Apache spark graphite metrics
Send metrics from apache spark to graphite
Writing down a quick note on how to enable graphite metrics for apache spark. And where it will continue automatically after a restart.
It will not rely in spark-submit, that all examples seems to do.
Configuration file
This is the complete configuration you need in your metrics.properties. This file can be named anything, but to follow the standard javaprograms use it is named properties, for the ini-style configfiles.

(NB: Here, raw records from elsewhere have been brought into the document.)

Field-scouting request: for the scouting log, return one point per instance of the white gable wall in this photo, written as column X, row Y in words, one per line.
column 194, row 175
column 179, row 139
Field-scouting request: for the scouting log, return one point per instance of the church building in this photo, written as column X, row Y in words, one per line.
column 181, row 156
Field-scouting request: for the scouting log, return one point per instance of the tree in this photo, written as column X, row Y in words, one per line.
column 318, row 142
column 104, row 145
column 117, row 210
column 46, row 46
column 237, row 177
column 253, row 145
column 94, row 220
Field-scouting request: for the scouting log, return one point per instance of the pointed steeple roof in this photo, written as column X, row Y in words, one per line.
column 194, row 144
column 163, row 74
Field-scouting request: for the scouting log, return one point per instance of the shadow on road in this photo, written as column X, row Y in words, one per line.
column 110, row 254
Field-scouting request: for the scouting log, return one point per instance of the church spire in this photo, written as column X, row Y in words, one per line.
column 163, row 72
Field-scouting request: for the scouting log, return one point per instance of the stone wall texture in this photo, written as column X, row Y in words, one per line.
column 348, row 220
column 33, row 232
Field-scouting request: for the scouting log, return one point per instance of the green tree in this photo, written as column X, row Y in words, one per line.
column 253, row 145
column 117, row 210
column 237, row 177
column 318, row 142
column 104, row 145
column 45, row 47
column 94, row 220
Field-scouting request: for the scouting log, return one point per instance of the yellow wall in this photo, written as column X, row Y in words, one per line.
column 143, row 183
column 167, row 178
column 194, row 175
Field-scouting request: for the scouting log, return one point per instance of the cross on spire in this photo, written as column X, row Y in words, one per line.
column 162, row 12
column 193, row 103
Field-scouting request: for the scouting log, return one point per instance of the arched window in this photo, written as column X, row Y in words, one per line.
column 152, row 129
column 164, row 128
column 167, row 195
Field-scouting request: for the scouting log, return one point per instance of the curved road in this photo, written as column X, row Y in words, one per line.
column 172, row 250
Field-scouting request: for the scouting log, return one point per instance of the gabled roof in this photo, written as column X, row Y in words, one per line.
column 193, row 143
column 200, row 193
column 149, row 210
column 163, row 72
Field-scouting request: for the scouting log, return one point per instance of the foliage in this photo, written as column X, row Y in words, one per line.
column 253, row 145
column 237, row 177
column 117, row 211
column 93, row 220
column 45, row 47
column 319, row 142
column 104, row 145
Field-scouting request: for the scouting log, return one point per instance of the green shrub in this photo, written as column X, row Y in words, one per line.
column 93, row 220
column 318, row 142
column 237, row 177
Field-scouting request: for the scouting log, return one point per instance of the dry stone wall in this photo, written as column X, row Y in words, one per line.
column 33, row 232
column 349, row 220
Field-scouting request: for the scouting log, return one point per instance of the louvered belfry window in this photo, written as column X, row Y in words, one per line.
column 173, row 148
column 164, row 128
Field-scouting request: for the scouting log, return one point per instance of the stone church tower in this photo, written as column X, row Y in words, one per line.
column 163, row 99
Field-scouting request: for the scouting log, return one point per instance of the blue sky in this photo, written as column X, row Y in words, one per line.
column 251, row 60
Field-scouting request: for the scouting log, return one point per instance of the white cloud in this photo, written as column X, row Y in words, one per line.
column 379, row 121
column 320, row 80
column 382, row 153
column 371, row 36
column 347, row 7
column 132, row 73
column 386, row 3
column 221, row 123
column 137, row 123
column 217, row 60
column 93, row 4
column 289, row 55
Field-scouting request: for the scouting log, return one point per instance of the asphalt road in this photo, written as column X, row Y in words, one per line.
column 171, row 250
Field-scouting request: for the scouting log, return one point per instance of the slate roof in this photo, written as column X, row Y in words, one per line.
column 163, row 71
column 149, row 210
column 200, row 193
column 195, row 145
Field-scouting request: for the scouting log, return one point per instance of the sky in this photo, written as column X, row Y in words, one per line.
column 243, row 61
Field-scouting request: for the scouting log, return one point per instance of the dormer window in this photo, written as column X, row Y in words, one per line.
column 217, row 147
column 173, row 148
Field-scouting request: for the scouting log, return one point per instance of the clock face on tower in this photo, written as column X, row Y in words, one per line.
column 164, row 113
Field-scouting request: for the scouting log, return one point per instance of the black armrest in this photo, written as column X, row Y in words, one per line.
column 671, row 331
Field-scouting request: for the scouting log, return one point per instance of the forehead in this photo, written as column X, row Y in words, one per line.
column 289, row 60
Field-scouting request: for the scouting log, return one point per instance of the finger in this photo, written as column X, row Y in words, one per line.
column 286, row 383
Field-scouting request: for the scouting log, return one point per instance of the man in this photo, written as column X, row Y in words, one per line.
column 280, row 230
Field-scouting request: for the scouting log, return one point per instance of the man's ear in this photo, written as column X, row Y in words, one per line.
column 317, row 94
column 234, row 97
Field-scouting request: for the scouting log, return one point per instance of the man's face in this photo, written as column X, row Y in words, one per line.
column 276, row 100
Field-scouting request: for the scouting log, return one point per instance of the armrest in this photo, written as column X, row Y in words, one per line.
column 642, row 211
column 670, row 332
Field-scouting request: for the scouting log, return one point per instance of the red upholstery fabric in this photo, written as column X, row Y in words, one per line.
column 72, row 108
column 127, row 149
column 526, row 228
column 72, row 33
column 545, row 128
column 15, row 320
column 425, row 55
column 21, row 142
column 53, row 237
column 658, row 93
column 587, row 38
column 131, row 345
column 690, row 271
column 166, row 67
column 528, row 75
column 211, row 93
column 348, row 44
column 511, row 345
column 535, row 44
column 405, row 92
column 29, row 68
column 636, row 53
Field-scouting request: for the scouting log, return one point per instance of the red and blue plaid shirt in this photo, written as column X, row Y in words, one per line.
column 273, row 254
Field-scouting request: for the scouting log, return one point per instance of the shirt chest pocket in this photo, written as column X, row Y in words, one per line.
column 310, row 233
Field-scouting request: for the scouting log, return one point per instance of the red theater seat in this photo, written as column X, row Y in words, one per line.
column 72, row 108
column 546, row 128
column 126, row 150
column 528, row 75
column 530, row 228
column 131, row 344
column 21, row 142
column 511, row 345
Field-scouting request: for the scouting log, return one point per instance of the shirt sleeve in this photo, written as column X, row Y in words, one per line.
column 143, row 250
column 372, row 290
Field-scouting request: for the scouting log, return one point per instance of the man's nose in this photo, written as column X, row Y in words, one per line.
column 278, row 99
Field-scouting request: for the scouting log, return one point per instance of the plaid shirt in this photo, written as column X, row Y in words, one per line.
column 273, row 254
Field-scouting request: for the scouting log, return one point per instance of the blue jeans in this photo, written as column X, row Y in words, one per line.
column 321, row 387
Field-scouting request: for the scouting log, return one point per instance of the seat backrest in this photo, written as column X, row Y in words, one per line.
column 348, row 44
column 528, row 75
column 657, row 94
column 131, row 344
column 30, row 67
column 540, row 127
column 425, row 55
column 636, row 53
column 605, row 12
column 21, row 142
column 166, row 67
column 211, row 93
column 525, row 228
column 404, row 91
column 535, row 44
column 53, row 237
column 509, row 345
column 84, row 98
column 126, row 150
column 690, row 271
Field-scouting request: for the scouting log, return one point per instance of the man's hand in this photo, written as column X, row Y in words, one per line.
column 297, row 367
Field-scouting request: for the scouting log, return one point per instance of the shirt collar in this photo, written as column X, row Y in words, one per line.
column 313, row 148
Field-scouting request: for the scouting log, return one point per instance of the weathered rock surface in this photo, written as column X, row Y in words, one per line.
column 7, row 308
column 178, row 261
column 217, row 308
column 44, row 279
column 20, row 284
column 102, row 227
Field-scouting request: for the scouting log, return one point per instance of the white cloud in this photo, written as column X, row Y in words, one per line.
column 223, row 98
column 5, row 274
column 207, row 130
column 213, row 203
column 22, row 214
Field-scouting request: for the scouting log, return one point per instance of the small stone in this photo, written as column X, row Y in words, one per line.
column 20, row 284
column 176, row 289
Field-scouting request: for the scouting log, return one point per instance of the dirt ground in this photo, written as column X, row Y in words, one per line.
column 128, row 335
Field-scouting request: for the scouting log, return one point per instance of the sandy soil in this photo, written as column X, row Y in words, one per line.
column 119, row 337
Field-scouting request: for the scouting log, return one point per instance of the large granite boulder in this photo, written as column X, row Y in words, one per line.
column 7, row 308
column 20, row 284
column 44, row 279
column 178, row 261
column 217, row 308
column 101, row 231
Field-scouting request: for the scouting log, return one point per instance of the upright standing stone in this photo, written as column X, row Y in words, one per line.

*.sink.Graphite.class=org.apache.spark.metrics.sink.GraphiteSink
*.sink.Graphite.host=metrics.internal.network
*.sink.Graphite.port=2003
*.sink.Graphite.prefix=services.spark.hostname
*.sink.Graphite.period=10
*.sink.Graphite.unit=seconds
*.sink.Graphite.protocol=tcp
Note: This configuration file is case sensitive “Graphite is not the same as graphite”
Starting up
There is a file named spark-env.sh
that is sourced if available when spark
starts.
Here you want to add this line.
SPARK_DAEMON_JAVA_OPTS='-Dspark.metrics.conf=/opt/etc/spark/metrics.properties'
My file have smoe more properties and then it looks like this:
SPARK_DAEMON_JAVA_OPTS='-Dspark.metrics.conf=/opt/etc/spark/metrics.properties -Dspark.deploy.zookeeper.url=zookeeper01:2181,zookeeper02:2181,zookeeper03:2181 -Dspark.deploy.recoveryMode=ZOOKEEPER'
Since it talks to a zookeeper cluster for leader election.
Graphite prefix
I use a prefix standard in my graphite that is:
hostname.metric.submetric
And for services I use
services.service.metric
This separates hosts and services nicely.
Under the *.sink.Graphite.prefix you supply there will be a subfolder named “master” or “worker” depending on the spark role you are starting.